Firstly, we are using a stack to get the next greater element of each element of list2 in linear time. The next greater element of each element is stored in a map.
Secondly, we will store answer for each element of list1 in our answer array by using the map.
So, we will traverse the list2 and repeatedly pop all elements from the top of stack which are smaller than current number and simultaneously, at each pop we will record the current element as the nearest greater answer of each popped element. For this mapping, we will simply use a map.

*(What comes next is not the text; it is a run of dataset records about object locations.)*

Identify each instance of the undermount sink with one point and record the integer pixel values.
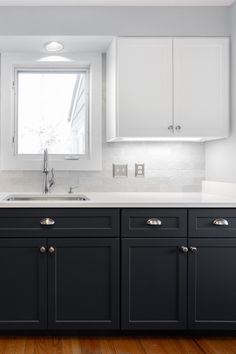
(45, 198)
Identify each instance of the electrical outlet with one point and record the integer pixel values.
(120, 170)
(139, 169)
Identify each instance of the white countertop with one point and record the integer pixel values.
(127, 200)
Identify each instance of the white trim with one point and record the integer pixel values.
(91, 162)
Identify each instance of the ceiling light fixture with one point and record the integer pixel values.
(53, 47)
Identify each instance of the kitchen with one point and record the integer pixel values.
(117, 176)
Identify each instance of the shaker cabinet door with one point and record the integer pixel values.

Now, we have a map which is just a mapping of elements with their respective next greater elements.
Finally, we will traverse the list1 and store their respective values from map in our answer list.
Implementation for Next Greater Element I Leetcode Solution
C++ Program
#include <iostream>
#include <vector>
#include <stack>
#include <map>
using namespace std;
vector<int> nextGreaterElement(vector<int>& nums1, vector<int>& nums2) {
stack<int>stack;
map<int,int>map;
vector<int>ans;
for(int i=0;i<nums2.size();i++){
while(!stack.empty()){
if(stack.top()<nums2[i]){
map.insert(pair<int,int>(stack.top(),nums2[i]));
stack.pop();
}else break;
}
stack.push(nums2[i]);
}
for(int i=0;i<nums1.size();i++){
int val = map[nums1[i]];
if(val==0)ans.push_back(-1);
else ans.push_back(val);
}
return ans;
}
int main()
{
vector<int> nums1{ 4,1,2 };
vector<int> nums2{ 1,3,4,2 };
vector<int>ans=nextGreaterElement(nums1,nums2);
for(int i=0;i<ans.size();i++){
cout<<ans[i]<<" ";
}
}-1 3 -1
Java Program
import java.util.*;
import java.lang.*;
class Solution
{
public static void main(String args[])
{
int[]nums1={4,1,2};
int[]nums2={1,3,4,2};
int[]ans=nextGreaterElement(nums1,nums2);
for(int i:ans){
System.out.print(i+" ");
}
}
public static int[] nextGreaterElement(int[] nums1, int[] nums2) {
Stack<Integer>stack=new Stack<Integer>();
Map<Integer,Integer>map=new HashMap<Integer,Integer>();
int[]ans=new int[nums1.length];
for(int i:nums2){
while(!stack.isEmpty()){
if(stack.peek()<i){
map.put(stack.peek(),i);
stack.pop();
}else break;
}
stack.push(i);
}
for(int i=0;i<nums1.length;i++){
if(map.containsKey(nums1[i]))
ans[i]=map.get(nums1[i]);
else ans[i]=-1;
}
return ans;
}
}-1 3 -1
Complexity Analysis for Next Greater Element I Leetcode Solution
Time Complexity
O(m+n): Firstly, we are traversing list2 to find next greater element for all elements of list2. Then, we are traversing list1 to append the answers. So, time complexity is sum of length of both lists.
Space Complexity
O(n): We are using a map to find answer to any key in O(1) time, thus the space complexity is O(n).